As shown in the figure, in this embodiment of the invention, in the foundation body 1a, the additional reinforcing materials 3 is only disposed in a single step in the axial direction of the main foundation body 2a with respect to the foundation body 1a which is short in the axial direction. In this kind of thin earth covering or so-called direct foundations, there is a conspicuous increase in the reinforcing effect due to the additional reinforcing materials 3 being constructed along the direction &thgr; of minimum principal strain in the natural ground 4. This has been confirmed by simulations and model tests.

INDUSTRIAL APPLICABILITY

As shown above, the foundation body and method of disposing additional reinforcing materials in foundations with a reinforced base in the present invention can be used as foundation bodies and a method of disposing additional reinforcing materials in the foundations which experience problems of underpinning strength with respect to detachment forces from upper sections.

Claims

1. A method of forming foundations for base reinforcement in which a bore hole is formed into the earth from the excavation surface of the foundations, a main foundation body is constructed and a base of an additional reinforcing material of high rigidity is-fixed in said main foundation body after said additional reinforcing material is fixed in said bore hole

characterized in that

said additional reinforcing material is disposed so that the resistance of said foundation body with respect to detaching forces is increased by the structural apportioning by said additional reinforcing material of a part of the tensile strain and the shear strain with respect to the earth and therefore for each additional reinforcing material:

2. A method of disposing additional reinforcing materials in foundations formed with a reinforced base as defined in claim 1

characterized in that

said additional reinforcing material is oriented to correspond with the direction of minimum principal strain in the earth which is the direction in which tensile axial force of said additional reinforcing material is at a maximum when the detaching forces act on said foundation body.

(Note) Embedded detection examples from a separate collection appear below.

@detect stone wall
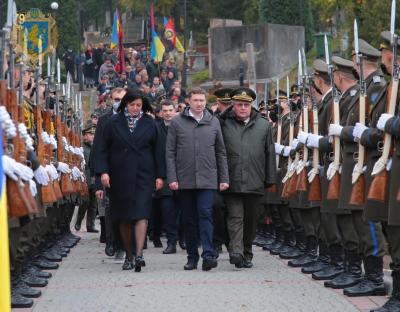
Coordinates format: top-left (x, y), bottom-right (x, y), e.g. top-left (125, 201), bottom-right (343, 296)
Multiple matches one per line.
top-left (209, 24), bottom-right (304, 80)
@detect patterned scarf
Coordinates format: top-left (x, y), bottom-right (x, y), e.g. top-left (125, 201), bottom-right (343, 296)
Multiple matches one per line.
top-left (124, 107), bottom-right (143, 133)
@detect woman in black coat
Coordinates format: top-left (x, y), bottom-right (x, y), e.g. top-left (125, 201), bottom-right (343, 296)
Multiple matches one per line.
top-left (96, 91), bottom-right (165, 272)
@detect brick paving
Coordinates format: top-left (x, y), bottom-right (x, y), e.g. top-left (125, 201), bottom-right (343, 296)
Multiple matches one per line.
top-left (9, 224), bottom-right (386, 312)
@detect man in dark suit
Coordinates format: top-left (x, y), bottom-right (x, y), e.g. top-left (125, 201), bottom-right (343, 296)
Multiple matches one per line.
top-left (90, 88), bottom-right (126, 262)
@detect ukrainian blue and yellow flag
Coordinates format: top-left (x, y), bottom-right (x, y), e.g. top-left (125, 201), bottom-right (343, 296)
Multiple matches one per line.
top-left (110, 10), bottom-right (121, 49)
top-left (0, 128), bottom-right (11, 311)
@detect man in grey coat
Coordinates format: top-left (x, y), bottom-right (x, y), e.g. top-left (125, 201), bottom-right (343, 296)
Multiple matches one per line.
top-left (166, 88), bottom-right (229, 271)
top-left (218, 88), bottom-right (276, 268)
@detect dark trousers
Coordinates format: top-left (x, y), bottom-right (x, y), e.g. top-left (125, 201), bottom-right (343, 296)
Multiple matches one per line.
top-left (213, 193), bottom-right (229, 247)
top-left (177, 190), bottom-right (215, 262)
top-left (337, 210), bottom-right (384, 258)
top-left (160, 196), bottom-right (179, 246)
top-left (225, 194), bottom-right (262, 260)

3. A method of disposing additional reinforcing materials in foundations formed with a reinforced base as defined by claim 1

characterized in that

a plurality of additional reinforcing materials is provided and is disposed at roughly equal intervals about the entire outer periphery of the main foundation body.

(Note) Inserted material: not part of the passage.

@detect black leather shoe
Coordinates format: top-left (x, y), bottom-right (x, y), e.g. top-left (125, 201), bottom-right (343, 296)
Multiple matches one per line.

4. A method of disposing additional reinforcing materials in foundations formed with a reinforced base as defined by claim 1

characterized in that

said additional reinforcing material has a length about ⅔ that of the diameter of said main foundation body.

5. A method of disposing additional reinforcing materials in foundations formed with a reinforced base as defined by claim 1

characterized in that

said additional reinforcing materials are disposed on the outer periphery of said main foundation body at a rate of one per every three square meters.

6. A method of disposing additional reinforcing materials in foundations formed with a reinforced base as defined by claim 1

characterized in that

said main foundation body used is short in length in the axial direction and said additional reinforcing materials are disposed stepwise in the axial direction of said main foundation body.